Stock Markets Exposed

stock investing?

I bought some stock and it went up. How do I know if I should hold it or sell it? If I do sell what do I do with the profits if I want to reinvest them? I am a new investor so I dont know what to do. Do I reinvest in something else or just hold the stock and hope it goes up some more?

Public Comments

  1. Prior to any stock purchase, there should be a plan, a strategy. What was your purchase criteria? Are you investing for the long term or are you trying to be a trader? If you plan on doing a lot of buy/sell transactions, be sure that your gains will well exceed your transaction fees. Assuming you are planing on doing stock trading, the basics involve holding the stock until the sell criteria is met. This may be a fixed %gain such as 10% - 20% and may depend on the market conditions.
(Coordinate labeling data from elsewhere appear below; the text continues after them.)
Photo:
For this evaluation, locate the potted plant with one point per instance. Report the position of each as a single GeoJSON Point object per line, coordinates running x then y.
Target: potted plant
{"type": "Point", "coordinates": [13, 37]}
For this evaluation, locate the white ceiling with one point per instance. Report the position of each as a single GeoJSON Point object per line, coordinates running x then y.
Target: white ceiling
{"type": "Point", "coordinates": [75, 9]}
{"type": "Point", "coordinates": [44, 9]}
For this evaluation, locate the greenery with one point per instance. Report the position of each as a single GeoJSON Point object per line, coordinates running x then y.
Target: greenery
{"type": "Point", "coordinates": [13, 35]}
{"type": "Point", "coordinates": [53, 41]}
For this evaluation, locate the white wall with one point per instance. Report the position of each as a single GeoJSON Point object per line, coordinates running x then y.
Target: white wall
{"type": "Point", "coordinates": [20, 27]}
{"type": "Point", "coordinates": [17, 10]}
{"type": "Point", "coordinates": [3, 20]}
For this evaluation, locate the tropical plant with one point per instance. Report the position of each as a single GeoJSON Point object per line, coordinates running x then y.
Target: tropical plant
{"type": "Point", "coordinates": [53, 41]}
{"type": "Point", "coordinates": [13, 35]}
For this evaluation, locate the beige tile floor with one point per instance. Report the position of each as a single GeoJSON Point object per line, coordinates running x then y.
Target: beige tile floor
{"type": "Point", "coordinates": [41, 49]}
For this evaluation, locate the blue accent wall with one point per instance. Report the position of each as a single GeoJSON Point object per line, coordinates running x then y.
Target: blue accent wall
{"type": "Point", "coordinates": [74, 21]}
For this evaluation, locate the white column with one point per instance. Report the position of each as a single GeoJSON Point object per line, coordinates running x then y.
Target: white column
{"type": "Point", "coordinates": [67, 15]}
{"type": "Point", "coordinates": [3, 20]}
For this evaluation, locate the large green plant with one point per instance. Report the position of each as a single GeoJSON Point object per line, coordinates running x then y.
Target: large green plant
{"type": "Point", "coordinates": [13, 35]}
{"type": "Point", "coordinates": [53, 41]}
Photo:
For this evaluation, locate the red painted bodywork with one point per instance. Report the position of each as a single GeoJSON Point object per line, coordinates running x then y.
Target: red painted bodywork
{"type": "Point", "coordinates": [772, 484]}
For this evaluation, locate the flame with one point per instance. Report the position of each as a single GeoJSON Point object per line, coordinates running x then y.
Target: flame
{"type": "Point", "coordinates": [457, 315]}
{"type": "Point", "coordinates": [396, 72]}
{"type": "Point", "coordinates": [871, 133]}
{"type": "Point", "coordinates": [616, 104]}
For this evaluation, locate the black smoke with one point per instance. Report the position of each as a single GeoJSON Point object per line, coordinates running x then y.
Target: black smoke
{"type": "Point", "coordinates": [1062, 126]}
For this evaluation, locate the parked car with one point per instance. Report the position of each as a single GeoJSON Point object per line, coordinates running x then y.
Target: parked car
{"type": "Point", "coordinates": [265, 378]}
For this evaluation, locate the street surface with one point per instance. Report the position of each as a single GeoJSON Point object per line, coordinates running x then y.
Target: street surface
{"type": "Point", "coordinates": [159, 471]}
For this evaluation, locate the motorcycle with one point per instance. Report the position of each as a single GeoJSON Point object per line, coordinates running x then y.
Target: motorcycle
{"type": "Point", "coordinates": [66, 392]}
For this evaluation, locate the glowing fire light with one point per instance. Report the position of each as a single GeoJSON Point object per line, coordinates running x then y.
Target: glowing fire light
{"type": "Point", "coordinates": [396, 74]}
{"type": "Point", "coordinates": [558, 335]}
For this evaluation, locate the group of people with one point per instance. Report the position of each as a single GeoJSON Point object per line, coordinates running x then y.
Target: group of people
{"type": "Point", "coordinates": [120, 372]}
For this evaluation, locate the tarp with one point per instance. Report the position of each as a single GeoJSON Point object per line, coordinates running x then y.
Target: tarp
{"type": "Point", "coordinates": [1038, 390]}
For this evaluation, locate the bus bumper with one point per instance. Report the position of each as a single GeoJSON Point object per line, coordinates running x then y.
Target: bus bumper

I like to hold until the stock and market conditions indicate it is time to sell. When you decide to sell, you can keep the profits in your account. Of course, you will need to account for the buy/sell transactions on your tax return. You can hold the sales amount in your account until you find the next stock you want to buy. Remember that being in cash is a position. Sometimes it is better to be in cash than in the market. Read up on technical analysis of the stock trading. Best of luck to you. Having luck is executing with a prepared mind.
  2. Depending on what school of thought you have. Warren Buffett as an example has not sold a stock. He purchased movers and shakers in early points in the companies existence and holds for value. As an example, If you would purchased Microsoft in 1987-1989 time line, at 100 shares at $28 a share based on splits alone the value would be substantial in the 20 year time frame. Splits:21-Sep-87 [2:1], - 200 shares 16-Apr-90 [2:1], 400 shares 27-Jun-91 [3:2], 666 shares 15-Jun-92 [3:2], 1110 shares 23-May-94 [2:1], 2220 shares 09-Dec-96 [2:1], 4440 shares 23-Feb-98 [2:1], 8880 shares 29-Mar-99 [2:1], 17760 shares 18-Feb-03 [2:1] 35520 shares Times current share price of $29.16 equals = $1,035,763.20 Value for an original investment of $2800. Seems to me, buying an holding isn't a bad idea. huh.. I did the daytrading plays back in the dot-bomb era, several of the companies I played tanked, some have came out, I wish I would have held on to the stock of a couple back in the 90s, Dell, EBAY, AMZN, YHOO to name a few i day played. If you are going to ride a tiger find the leader and stay for the long haul.
  3. Never, ever, buy a stock without an exit strategy in place. You should always have a "stop loss" and a "target" amount. Always obey this rule. Buying stock is not gambling. It's serious business. Read some books on investing &/or trading. It will save you thousands of dollars, over your lifetime. Never buy anything you don't understand. Never take stock "tips". Always use position sizing rules when getting into a position. Always have an "asset allocation" plan. Never make any decision based on a "stock split" (they mean nothing). Stay away from systems promising unbelievable returns (in fact, just stay away from "systems".... unless you made it). Good luck!
  4. I agree with that last answer before me. You should set a "target price", or as he called it an "exit." This is the price you are willing to sell at a low and high end. How low will you let it go before you sell? How high before you sell? Remember though, you only qualify for the long term capital gains tax if you hold it for more than a year. For now, I would suggest a reinvestment plan. Hold the stock for a while and see where it goes. Reinvest the dividends.
  5. There is not enough information to answer your question. Do you want to make more money? Do you want to lose more money?